住所不定探偵 3/5

サミーズバーガー 176号線店

俺がサミーズのバックヤードに入るとそこにテルコがいた。

「与兵衛さんどこでケガしたんですかそれ!」

テルコは俺を見るなり大声を出し、俺が「階段で転んで…」などと言うのも聞かず、重そうなハンドバッグから消毒液、真綿、ピンセット、はさみ、ガーゼ、テープ、絆創膏を取り出し、手当てを始めた。テルコは俺の腫れ上がったまぶたを押さえながら言う。
「モナミのこと、聞きました。いきなりですよね。昨日まで普通にいたのに」
俺が黙っていると彼女は涙ぐみ、一方的に話しだした。

「昨日も普段どおりだったんですよ、モナミ。なんにも悪いことしないし、どこにも遊びに行ってない。
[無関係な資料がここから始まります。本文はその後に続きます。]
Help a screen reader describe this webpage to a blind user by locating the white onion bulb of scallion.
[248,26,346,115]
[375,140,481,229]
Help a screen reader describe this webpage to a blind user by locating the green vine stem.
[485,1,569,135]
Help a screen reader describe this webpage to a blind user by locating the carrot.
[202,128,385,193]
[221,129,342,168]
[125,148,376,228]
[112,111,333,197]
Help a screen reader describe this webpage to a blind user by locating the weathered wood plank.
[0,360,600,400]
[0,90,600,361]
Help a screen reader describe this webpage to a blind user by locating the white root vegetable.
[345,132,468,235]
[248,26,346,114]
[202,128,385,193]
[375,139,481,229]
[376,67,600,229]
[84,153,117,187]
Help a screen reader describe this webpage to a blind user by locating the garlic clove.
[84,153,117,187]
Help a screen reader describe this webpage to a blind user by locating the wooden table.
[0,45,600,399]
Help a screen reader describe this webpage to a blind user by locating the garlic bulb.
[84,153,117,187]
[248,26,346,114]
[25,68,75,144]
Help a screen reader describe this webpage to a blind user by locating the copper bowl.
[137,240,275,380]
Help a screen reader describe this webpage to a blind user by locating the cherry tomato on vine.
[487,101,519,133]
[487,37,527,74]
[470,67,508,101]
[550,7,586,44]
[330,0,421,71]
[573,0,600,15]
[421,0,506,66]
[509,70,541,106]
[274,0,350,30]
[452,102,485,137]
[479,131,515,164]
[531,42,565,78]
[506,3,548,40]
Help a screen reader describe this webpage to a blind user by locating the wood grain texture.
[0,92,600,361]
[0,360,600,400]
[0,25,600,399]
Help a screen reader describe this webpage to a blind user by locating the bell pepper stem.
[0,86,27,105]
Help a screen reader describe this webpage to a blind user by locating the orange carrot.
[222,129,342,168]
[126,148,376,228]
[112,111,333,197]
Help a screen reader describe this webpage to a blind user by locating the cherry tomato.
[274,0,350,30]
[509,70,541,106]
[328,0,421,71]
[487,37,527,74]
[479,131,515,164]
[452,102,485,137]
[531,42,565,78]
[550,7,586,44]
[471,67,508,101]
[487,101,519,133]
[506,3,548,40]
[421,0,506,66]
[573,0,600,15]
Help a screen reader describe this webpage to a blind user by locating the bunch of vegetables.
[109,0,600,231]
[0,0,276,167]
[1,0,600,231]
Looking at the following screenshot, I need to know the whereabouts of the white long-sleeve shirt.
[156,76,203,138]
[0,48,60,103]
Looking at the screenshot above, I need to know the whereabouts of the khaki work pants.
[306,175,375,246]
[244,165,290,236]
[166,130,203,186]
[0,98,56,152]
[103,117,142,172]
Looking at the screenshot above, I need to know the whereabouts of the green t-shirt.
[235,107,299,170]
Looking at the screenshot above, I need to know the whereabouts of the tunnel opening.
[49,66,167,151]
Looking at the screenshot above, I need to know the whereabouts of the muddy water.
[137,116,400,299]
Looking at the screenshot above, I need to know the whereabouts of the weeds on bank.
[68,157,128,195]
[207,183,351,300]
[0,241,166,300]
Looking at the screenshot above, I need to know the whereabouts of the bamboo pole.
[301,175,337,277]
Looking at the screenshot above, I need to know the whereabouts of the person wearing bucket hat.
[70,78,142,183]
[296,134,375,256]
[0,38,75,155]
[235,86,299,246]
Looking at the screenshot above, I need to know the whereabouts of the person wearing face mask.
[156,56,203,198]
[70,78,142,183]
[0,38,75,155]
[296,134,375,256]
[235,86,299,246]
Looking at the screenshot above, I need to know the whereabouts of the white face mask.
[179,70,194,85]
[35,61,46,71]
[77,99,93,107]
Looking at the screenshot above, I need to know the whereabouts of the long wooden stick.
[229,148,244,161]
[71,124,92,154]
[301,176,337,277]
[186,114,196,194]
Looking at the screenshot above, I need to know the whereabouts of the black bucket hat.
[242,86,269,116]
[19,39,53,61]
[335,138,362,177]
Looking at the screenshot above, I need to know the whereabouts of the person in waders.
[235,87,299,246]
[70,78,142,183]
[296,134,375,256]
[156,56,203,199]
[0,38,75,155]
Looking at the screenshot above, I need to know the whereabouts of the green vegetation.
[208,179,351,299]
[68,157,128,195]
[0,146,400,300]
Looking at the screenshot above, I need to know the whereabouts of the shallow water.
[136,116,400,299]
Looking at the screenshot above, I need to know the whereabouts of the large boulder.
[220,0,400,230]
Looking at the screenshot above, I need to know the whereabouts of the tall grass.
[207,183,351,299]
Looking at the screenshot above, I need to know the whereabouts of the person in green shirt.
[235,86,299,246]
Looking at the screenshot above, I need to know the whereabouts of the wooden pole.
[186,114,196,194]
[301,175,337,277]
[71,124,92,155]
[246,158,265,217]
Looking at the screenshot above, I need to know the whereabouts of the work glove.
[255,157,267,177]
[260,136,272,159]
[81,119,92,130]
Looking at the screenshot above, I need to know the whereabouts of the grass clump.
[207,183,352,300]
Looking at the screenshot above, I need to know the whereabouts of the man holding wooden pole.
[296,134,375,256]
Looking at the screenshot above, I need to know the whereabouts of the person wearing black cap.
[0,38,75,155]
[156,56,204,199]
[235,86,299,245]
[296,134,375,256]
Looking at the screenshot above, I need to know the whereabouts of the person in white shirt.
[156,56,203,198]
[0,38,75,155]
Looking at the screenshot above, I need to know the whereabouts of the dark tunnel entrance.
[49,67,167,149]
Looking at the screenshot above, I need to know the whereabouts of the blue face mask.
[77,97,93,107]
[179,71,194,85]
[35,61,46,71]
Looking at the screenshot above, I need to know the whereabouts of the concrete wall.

普通に大学とバイトを頑張ってたのに。死んじゃうなんてショックでなんかよくわかんないですよ。モナミが死んだのに店が営業してるのも意味わかんなくてキツイです。今日シフト入ってる子たちは多分みんな聞いて知ってると思いますけど、まだモナミが生きててバイトしてるって思ってる子もいるわけじゃないですか。お通夜とか葬式の段取り聞きました?そういうのの連絡とかしたほうがいいのかな…」

「そういうのは別にもっと仲いい友達とか親に任せときゃいいんだよ」

俺がそう言うとテルコの手に一瞬力が入ったかと思ったが「そうですよね」とすぐにガーゼを切り出した。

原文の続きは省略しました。